Using the RefGetClient to interact with a Sequence Collections API

Introduction

The refget Python package contains an object called RefGetClient that provides a simple Python API for interacing with a remote refget server. It is capable of interacting either with a Refget Sequences API, or a Refget Sequence Collections API. Here, we will demonstrate how to use it to interact with a Sequence Collections API.

Tutorial

Instantiate a RefGetClient object by giving it the base URL to the API.

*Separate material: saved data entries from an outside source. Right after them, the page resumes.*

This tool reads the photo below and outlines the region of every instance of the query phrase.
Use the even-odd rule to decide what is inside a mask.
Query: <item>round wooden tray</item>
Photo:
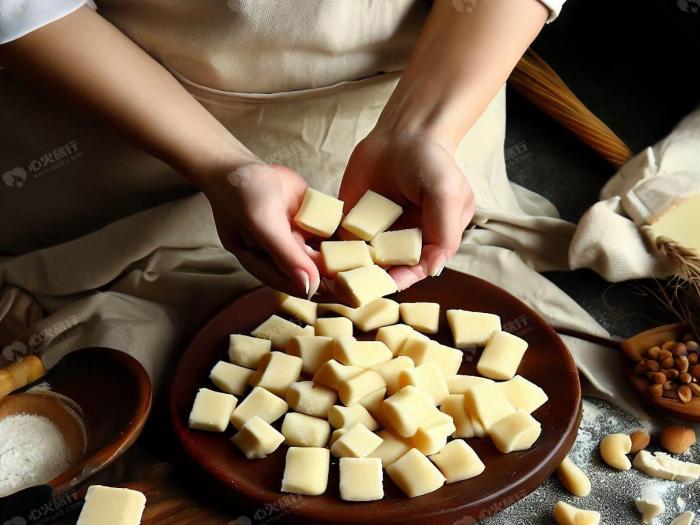
[[[526,496],[554,472],[571,449],[580,420],[581,388],[571,354],[556,333],[528,306],[486,281],[446,270],[396,294],[400,302],[432,301],[441,305],[441,330],[434,336],[451,345],[444,313],[449,308],[491,312],[501,316],[504,330],[526,339],[529,349],[519,373],[540,385],[549,402],[534,413],[542,435],[527,451],[501,454],[488,438],[468,443],[486,464],[480,476],[445,485],[440,490],[409,499],[385,476],[384,499],[348,503],[339,497],[337,460],[333,460],[328,490],[322,496],[290,496],[280,492],[286,446],[266,459],[249,461],[225,434],[193,431],[187,419],[197,389],[213,388],[212,366],[226,359],[228,336],[248,333],[277,310],[275,293],[257,288],[214,317],[190,343],[179,364],[171,389],[171,417],[186,454],[224,493],[233,498],[232,519],[253,516],[256,510],[277,510],[277,519],[299,523],[467,525],[503,510]],[[367,334],[366,338],[374,334]],[[365,338],[365,337],[362,337]],[[460,373],[474,374],[478,353],[465,352]],[[278,422],[279,424],[279,422]],[[285,498],[285,499],[281,499]],[[273,511],[274,512],[274,511]]]

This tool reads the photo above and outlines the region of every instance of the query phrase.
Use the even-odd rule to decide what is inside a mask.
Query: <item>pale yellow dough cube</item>
[[[455,426],[452,437],[470,438],[477,435],[474,424],[464,408],[464,394],[450,394],[440,405],[440,411],[452,418]],[[483,433],[479,437],[483,437]]]
[[[480,423],[487,432],[506,416],[515,413],[498,383],[483,383],[464,393],[464,407],[473,423]]]
[[[319,314],[333,313],[338,314],[342,317],[347,317],[350,320],[352,320],[355,317],[356,311],[357,308],[351,308],[346,304],[340,303],[319,303],[318,305]]]
[[[284,436],[267,421],[251,417],[231,438],[248,459],[259,459],[272,454],[284,442]]]
[[[376,501],[384,497],[384,476],[379,458],[340,458],[340,499]]]
[[[523,376],[515,376],[500,385],[510,404],[528,414],[532,414],[549,400],[544,390]]]
[[[337,397],[334,390],[313,381],[292,383],[287,390],[287,403],[292,410],[315,417],[327,417]]]
[[[527,341],[508,332],[494,332],[476,364],[476,370],[491,379],[512,379],[527,350]]]
[[[447,381],[447,390],[450,391],[450,394],[464,394],[469,388],[475,385],[493,383],[493,380],[487,377],[459,374],[448,376],[445,378],[445,381]]]
[[[269,354],[272,341],[242,334],[229,336],[228,360],[245,368],[257,368],[260,359]]]
[[[558,525],[598,525],[600,513],[593,510],[584,510],[558,501],[554,506],[554,518]]]
[[[447,323],[457,348],[484,346],[501,329],[501,318],[485,312],[447,310]]]
[[[386,472],[409,498],[436,491],[445,484],[445,476],[415,448],[389,465]]]
[[[331,434],[330,439],[328,440],[328,448],[333,446],[333,443],[338,441],[338,438],[345,434],[348,431],[347,428],[336,428],[333,433]]]
[[[308,325],[316,322],[316,311],[318,305],[313,301],[294,297],[280,292],[280,308],[283,312],[293,315],[300,321],[304,321]]]
[[[436,454],[447,444],[447,438],[455,430],[451,416],[431,407],[431,410],[421,412],[411,444],[427,456]]]
[[[238,400],[231,394],[200,388],[194,398],[189,426],[195,430],[223,432]]]
[[[219,390],[236,396],[243,395],[252,376],[252,370],[226,361],[216,363],[209,373],[209,379]]]
[[[507,454],[529,449],[542,433],[542,425],[525,410],[506,416],[488,429],[495,447]]]
[[[292,447],[325,447],[331,425],[325,419],[288,412],[282,420],[284,442]]]
[[[344,365],[371,368],[389,361],[393,357],[381,341],[356,341],[338,339],[333,347],[333,359]]]
[[[364,241],[371,241],[378,233],[394,224],[401,215],[398,204],[371,190],[357,201],[357,204],[343,219],[343,228]]]
[[[282,492],[320,496],[328,487],[331,455],[327,448],[289,447],[284,464]]]
[[[278,350],[286,350],[289,341],[297,335],[314,335],[313,326],[301,327],[291,321],[271,315],[267,320],[253,330],[250,335],[260,339],[269,339],[272,346]]]
[[[335,293],[355,307],[364,306],[397,291],[396,282],[391,275],[376,264],[340,272],[333,282]]]
[[[406,324],[383,326],[377,330],[375,339],[384,343],[387,348],[391,350],[392,354],[397,355],[403,348],[406,340],[410,337],[428,339],[427,336],[421,334],[420,332],[416,332],[413,328]]]
[[[379,423],[372,417],[372,414],[359,403],[347,407],[333,405],[328,409],[328,422],[333,428],[350,428],[357,423],[362,423],[369,430],[379,428]]]
[[[437,341],[409,337],[401,349],[401,355],[410,357],[416,366],[433,363],[445,378],[454,376],[462,365],[463,354],[456,348],[441,345]],[[449,391],[449,389],[448,389]]]
[[[356,423],[333,443],[331,453],[339,458],[364,458],[381,444],[382,438]]]
[[[325,239],[335,233],[342,218],[343,201],[308,188],[294,217],[294,224]]]
[[[284,397],[292,383],[299,379],[301,363],[300,357],[270,352],[260,360],[258,370],[250,378],[250,384]]]
[[[333,359],[333,338],[298,335],[289,341],[287,353],[301,358],[301,371],[313,375],[323,363]]]
[[[338,397],[345,406],[357,403],[365,396],[380,389],[386,389],[382,376],[374,370],[365,370],[338,384]]]
[[[377,372],[384,382],[386,383],[386,392],[388,395],[393,396],[399,390],[399,374],[402,370],[408,368],[413,368],[413,360],[405,355],[400,355],[380,363],[372,367],[372,370]]]
[[[384,468],[403,456],[411,449],[411,444],[391,432],[390,430],[380,430],[377,435],[382,438],[382,444],[375,448],[368,457],[379,458]]]
[[[321,260],[329,275],[374,264],[364,241],[324,241]]]
[[[360,308],[355,308],[352,322],[363,332],[393,325],[399,320],[399,303],[385,297],[375,299]]]
[[[434,401],[429,394],[414,386],[405,386],[384,400],[382,415],[388,426],[399,436],[407,438],[415,434],[418,428],[415,414],[433,406]]]
[[[474,449],[463,439],[450,441],[440,452],[430,456],[447,483],[464,481],[481,474],[486,466]]]
[[[92,485],[85,494],[76,525],[139,525],[145,508],[146,496],[141,492]]]
[[[401,303],[401,320],[423,334],[436,334],[440,327],[438,303]]]
[[[399,372],[399,387],[415,386],[433,398],[436,405],[450,395],[442,371],[434,363],[425,363]]]
[[[314,374],[314,383],[327,386],[333,390],[338,390],[342,381],[364,372],[364,368],[359,366],[347,366],[339,363],[335,359],[326,361]]]
[[[352,337],[352,321],[346,317],[316,319],[314,333],[325,337]]]
[[[240,429],[253,416],[272,423],[281,418],[288,408],[284,399],[256,386],[231,414],[231,424]]]
[[[372,239],[374,262],[382,266],[415,266],[420,261],[423,235],[418,228],[378,233]]]
[[[358,405],[362,405],[367,409],[367,412],[372,414],[372,417],[379,420],[382,416],[382,404],[384,403],[384,398],[386,397],[386,387],[380,388],[363,396],[357,402]]]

from refget import RefGetClient

rgc = RefGetClient()  # This will use default API URLs
rgc = RefGetClient(seqcol_api_urls=["https://seqcolapi.databio.org"], seq_api_urls=None)  # Use the demo seqcolapi instance

Now, you can interact with this object to run any of the API functions Check what's available

rgc.list_collections(page_size=5)

Retrieve a collection:

seqcol = rgc.get_collection("fLf5M0BOIPIqcfbE6R8oYwxsy-PnoV32")
seqcol
# {'lengths': [8, 4, 4],
#  'names': ['chrX', 'chr1', 'chr2'],
#  'sequences': ['SQ.iYtREV555dUFKg2_agSJW6suquUyPpMw',
#   'SQ.YBbVX0dLKG1ieEDCiMmkrTZFt_Z5Vdaj',
#   'SQ.AcLxtBuKEPk_7PGE_H4dGElwZHCujwH6'],
#  'sorted_name_length_pairs': ['IWFt7HQ4XoMk34U27BKO-4szSRifP6H5',
#   'chDD8A4S8YZKNNctCimHasAA2Dn596SZ',
#   'enZNOGccwFbN9yJ3YZVifFTFCVA9hIpH']}

Get a list of collections that have a certain digest for an attribute:

l = rgc.list_collections(page=1, page_size=2, attribute="lengths", attribute_digest="cGRMZIb3AVgkcAfNv39RN7hnT5Chk7RX")

List all available values of a specific attribute:

a = rgc.list_attributes("lengths", page_size=3)

Compare two sequence collections:

rgc.compare("fLf5M0BOIPIqcfbE6R8oYwxsy-PnoV32", "MFxJDHkVdTBlPvUFRbYWDZYxmycvHSRp")

Here are some other examples using a different server API:

scclient = RefGetClient(seqcol_api_urls=["http://45.88.81.158:8081/eva/webservices/seqcol"])
seqcol_1 = scclient.get_collection("3mTg0tAA3PS-R1TzelLVWJ2ilUzoWfVq", level=1)
seqcol_2 = scclient.get_collection("3mTg0tAA3PS-R1TzelLVWJ2ilUzoWfVq", level=2)

Now that you have the seqeuence digests, if you gave the client a sequences API URL, you could also retrieve the actual sequences like this (optional):

rgc = refget.RefGetClient(seq_api_urls=[]"https://www.ebi.ac.uk/ena/cram/sequence/"])
rgc.get_sequence(seqcol['sequences'][0])

Debugging

If you want, you can upgrade the logging level for debug code

_LOGGER = logging.getLogger(__name__)
_LOGGER.setLevel("DEBUG")